Regarding how mechs could be defeated, I think it would be neat if it was possible to somehow scale a mech and kill its pilots. This would be viable if mechs lack point-defense weapons, and would make the mech dependent on infantry support, etc. Attackers would need to be able to enter the hatch/cockpit though- if mechs have glass cockpits, maybe some of them were broken by bunker collapses. Alternatively, whatever the means of entry, maybe the people using the mechs had to force their way in and damaged the locking mechanism in the process, especially if it's something complicated like a computer-controlled maglock. If there's ever mechs on both sides then one would assume the mechs have weapons that are effective mech-to-mech even if they're immune to medieval cannons, but ammo is probably precious scarce and if there are DEWs they depend on the reactor being well fueled and in working order. Tripping up the mechs with ropes (or more likely, iron chains) Empire Strikes Back style might or might not be plausible depending on the scale and mass of the mechs. If there's bigger and smaller ones, maybe the small ones are capable of being tripped, but big ones can lift twenty horses up by their own ropes and throw them across the battlefield like toys.

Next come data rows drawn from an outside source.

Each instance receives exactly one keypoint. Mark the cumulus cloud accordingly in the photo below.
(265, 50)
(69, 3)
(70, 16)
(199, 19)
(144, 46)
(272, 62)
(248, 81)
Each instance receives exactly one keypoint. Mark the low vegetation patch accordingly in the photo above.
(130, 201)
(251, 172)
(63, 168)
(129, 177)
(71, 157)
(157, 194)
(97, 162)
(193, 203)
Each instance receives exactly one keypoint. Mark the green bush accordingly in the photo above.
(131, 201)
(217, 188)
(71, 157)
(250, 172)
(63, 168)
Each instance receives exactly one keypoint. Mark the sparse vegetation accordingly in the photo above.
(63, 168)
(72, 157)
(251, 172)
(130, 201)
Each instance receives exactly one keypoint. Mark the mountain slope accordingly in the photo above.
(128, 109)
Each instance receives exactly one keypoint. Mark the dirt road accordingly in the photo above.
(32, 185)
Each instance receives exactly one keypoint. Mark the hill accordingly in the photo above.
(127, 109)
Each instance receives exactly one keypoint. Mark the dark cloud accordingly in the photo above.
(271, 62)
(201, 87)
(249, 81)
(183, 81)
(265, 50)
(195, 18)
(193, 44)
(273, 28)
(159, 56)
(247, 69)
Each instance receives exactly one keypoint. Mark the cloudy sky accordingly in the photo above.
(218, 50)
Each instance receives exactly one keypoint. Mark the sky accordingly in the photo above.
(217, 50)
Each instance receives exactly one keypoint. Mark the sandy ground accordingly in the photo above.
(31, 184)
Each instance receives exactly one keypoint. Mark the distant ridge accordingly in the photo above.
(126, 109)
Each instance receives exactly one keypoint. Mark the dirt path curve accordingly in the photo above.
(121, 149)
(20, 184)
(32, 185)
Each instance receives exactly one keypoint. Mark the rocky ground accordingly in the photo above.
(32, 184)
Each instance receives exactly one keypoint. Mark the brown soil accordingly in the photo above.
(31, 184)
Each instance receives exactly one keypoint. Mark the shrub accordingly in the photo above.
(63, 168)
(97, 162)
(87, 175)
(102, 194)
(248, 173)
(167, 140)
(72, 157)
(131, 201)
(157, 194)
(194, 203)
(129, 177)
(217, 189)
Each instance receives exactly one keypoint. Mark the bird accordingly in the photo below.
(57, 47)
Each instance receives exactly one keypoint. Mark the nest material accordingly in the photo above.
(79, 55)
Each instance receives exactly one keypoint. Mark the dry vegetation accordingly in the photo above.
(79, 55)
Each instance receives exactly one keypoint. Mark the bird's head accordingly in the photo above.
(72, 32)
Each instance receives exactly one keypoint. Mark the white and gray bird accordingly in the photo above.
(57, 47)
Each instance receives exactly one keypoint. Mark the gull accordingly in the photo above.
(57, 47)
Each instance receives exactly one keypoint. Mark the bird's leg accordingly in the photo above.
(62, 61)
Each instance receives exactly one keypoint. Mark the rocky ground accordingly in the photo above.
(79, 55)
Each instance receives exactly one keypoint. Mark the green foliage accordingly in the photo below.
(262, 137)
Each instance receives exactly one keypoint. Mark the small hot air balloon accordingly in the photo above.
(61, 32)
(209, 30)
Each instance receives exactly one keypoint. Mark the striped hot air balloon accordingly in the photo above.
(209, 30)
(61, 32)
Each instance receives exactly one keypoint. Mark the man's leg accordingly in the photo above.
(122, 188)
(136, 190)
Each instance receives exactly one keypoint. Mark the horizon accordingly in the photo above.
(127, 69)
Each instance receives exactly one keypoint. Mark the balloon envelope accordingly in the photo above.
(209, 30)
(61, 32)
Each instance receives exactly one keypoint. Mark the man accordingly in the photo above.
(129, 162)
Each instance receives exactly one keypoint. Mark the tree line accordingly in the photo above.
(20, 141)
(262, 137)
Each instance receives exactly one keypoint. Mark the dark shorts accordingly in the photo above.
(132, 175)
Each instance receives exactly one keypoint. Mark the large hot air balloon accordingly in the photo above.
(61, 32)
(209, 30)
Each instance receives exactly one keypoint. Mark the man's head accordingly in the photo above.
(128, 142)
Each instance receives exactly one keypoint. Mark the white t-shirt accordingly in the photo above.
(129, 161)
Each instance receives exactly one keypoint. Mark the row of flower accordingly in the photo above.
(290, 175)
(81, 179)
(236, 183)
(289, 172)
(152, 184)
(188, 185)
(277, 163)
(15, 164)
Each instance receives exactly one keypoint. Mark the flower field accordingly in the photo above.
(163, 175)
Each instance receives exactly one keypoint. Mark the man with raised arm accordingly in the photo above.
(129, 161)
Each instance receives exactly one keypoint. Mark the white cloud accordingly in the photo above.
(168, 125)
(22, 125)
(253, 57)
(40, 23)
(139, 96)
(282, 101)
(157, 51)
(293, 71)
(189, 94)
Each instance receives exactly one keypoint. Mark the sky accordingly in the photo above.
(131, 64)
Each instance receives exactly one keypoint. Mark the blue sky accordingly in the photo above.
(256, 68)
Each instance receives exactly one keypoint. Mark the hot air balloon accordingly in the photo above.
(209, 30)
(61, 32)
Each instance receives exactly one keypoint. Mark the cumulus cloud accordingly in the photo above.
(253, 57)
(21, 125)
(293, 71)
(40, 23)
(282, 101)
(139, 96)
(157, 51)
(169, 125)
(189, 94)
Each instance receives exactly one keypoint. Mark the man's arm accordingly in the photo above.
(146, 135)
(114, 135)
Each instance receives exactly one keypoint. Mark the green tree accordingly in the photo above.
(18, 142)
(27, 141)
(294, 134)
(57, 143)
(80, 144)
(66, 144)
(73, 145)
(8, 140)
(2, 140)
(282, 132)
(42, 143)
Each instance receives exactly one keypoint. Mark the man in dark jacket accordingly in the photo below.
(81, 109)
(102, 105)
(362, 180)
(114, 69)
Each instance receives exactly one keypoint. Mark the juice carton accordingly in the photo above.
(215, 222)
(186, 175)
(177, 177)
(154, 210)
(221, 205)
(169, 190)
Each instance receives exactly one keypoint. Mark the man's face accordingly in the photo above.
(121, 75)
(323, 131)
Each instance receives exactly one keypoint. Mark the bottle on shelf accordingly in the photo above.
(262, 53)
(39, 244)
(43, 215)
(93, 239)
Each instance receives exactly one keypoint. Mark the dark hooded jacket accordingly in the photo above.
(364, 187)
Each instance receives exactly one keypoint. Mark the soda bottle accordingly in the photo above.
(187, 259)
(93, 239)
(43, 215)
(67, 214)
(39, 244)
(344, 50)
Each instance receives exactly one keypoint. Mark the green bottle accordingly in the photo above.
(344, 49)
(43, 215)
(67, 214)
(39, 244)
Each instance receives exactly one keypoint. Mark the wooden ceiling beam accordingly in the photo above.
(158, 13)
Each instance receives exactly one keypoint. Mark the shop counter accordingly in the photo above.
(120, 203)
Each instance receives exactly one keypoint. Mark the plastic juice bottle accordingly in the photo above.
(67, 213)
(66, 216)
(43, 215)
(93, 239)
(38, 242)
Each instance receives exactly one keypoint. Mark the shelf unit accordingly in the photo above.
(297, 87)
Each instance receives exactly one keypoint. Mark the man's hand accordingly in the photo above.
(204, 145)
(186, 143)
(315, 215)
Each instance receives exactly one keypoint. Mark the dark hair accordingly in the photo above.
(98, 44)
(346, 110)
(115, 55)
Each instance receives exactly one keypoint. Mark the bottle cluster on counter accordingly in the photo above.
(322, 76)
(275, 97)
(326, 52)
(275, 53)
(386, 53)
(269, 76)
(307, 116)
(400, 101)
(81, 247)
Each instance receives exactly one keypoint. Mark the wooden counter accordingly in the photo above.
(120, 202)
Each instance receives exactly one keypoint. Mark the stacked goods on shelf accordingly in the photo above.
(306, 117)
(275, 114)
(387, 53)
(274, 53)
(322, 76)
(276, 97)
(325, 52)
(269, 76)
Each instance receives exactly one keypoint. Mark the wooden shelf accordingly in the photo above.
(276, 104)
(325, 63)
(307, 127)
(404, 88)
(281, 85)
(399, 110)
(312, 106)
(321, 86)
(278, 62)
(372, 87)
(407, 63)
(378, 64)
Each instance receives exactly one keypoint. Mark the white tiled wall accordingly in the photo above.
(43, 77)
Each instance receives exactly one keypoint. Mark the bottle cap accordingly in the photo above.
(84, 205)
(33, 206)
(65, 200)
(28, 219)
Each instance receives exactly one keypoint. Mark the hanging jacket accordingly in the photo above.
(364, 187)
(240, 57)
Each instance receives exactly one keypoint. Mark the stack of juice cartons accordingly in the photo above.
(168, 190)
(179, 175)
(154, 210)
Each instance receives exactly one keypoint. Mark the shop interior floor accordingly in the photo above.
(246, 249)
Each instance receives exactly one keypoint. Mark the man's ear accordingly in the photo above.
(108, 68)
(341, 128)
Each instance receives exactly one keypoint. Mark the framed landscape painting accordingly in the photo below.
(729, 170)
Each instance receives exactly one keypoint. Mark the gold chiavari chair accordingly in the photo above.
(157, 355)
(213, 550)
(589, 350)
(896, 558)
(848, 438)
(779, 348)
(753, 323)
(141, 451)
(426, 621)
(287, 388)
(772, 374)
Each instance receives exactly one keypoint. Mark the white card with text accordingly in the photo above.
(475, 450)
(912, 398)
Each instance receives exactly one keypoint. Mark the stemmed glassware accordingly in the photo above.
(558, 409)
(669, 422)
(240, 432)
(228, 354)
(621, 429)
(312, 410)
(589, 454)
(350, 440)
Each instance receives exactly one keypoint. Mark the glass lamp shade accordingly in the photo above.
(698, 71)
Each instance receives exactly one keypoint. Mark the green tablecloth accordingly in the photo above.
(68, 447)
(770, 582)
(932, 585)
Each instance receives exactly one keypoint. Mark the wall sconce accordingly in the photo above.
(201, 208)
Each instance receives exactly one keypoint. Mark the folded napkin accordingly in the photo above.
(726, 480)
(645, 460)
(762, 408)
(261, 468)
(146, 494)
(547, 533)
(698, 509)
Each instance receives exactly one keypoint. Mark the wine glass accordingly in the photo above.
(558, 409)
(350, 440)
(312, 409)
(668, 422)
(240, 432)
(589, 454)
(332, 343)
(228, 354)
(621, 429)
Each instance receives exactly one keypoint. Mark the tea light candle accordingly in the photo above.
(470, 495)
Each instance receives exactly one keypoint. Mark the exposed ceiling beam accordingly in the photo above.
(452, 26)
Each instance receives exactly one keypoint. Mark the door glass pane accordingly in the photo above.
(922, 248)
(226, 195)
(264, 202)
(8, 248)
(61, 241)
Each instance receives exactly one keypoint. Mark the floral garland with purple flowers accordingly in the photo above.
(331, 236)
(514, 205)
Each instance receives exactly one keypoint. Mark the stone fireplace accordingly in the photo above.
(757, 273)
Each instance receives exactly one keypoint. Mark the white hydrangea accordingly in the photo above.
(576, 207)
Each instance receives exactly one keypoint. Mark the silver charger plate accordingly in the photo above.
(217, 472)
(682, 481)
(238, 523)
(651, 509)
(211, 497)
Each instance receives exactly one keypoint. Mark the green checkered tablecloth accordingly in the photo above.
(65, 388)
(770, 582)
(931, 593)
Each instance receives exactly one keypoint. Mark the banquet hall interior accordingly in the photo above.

Any "new" mechs would probably have to be wheeled, powered carriages. If we assume that controlling the walking mechs requires a strong amount of computer automation (which makes sense) then it would be outright impossible to reproduce. If refined fuel is already available though, then dangerous and inefficient nuclear reactors are probably fair game, and they can be put to use on wheeled war engines. Powered ships would be even easier to engineer. Given the relative scarcity of iron, the labor-intensive process of making good-quality steel for armor and weapons, then it is very unlikely this medieval society could make mobile armored vehicles capable of deflecting large cannonballs, but the crew could be protected from small arms. Maybe, if mechs are every tripped/bound with chains, it requires the use of a few of these motorized vehicles. There's also room for ad-hoc use of salvaged mech parts, for example the weapons could be placed on carriages or used as static defenses atop castle walls. Unless only the static variety are being used, it would probably put an end to siege warfare and the age of castles in a very short time.